Hybrid functional and quasiparticle calculations of the Schottky barrier height at TiN/HfO$_{2}$ interface

In high-k/metal gate transistors, it is important to control the metal work function such that it should be close to the valence and conduction band edges of Si in $p$- and $n$-channel devices, respectively. The Schottky barrier height (SBH) is affected by composition of metal gate, impurity, and deposition process. In theoretical studies, using the local density functional approximation, the SBH is severely underestimated because of the underestimation of the dielectric band gap. In this work, we perform both hybrid functional and quasiparticle calculations to improve the band gap and effective work function in TiN/HfO$_{2}$ interface.

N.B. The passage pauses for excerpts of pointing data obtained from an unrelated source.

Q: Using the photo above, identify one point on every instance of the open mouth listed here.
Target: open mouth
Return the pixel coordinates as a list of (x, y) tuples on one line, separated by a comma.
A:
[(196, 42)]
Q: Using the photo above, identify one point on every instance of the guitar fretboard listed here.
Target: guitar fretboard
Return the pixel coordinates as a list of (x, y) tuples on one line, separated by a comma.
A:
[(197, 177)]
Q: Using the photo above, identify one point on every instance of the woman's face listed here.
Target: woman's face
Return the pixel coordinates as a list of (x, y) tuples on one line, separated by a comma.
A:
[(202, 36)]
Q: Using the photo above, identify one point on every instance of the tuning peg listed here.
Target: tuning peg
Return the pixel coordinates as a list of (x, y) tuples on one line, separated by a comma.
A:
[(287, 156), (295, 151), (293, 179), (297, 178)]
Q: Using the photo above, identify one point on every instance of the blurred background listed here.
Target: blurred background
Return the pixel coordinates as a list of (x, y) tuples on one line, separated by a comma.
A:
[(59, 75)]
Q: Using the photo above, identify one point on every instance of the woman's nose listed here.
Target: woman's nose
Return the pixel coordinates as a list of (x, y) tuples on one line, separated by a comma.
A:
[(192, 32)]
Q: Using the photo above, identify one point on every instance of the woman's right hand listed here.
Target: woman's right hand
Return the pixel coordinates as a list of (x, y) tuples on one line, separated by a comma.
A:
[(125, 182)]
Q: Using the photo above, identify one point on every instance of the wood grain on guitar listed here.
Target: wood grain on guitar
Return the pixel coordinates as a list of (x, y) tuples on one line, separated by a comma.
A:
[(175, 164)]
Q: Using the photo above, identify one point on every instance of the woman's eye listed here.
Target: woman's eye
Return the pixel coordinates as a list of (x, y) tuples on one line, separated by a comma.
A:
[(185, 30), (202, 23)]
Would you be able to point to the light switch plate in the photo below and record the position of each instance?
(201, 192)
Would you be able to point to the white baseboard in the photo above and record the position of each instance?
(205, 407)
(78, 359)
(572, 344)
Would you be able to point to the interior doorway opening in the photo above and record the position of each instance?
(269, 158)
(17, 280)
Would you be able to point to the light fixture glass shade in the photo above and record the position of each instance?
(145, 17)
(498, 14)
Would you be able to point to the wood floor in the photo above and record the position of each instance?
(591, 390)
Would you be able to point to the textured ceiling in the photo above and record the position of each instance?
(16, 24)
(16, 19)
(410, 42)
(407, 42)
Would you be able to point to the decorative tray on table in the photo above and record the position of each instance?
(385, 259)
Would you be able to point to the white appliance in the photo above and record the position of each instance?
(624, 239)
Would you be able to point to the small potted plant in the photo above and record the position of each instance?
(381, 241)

We consider two types of TiN/HfO$_{2}$ interface structures, which consist of either Ti-O or N-Hf interface bonds. Depending on the type of interface bonds, the SBH differs by 0.36 eV. In the many-body perturbation theory, the \textit{GW}$_{0}$ approach, which employs the self-consistent Green's function and the full frequency-dependent dielectric function, greatly improves the agreement of the SBH with experiments. We discuss the effects of the self-consistency and the plasmon-pole approximation on the SBH. On the other hand, with the hybrid functional, the SBH is overestimated due to the larger downward shift of the valence band edge of HfO$_{2}$.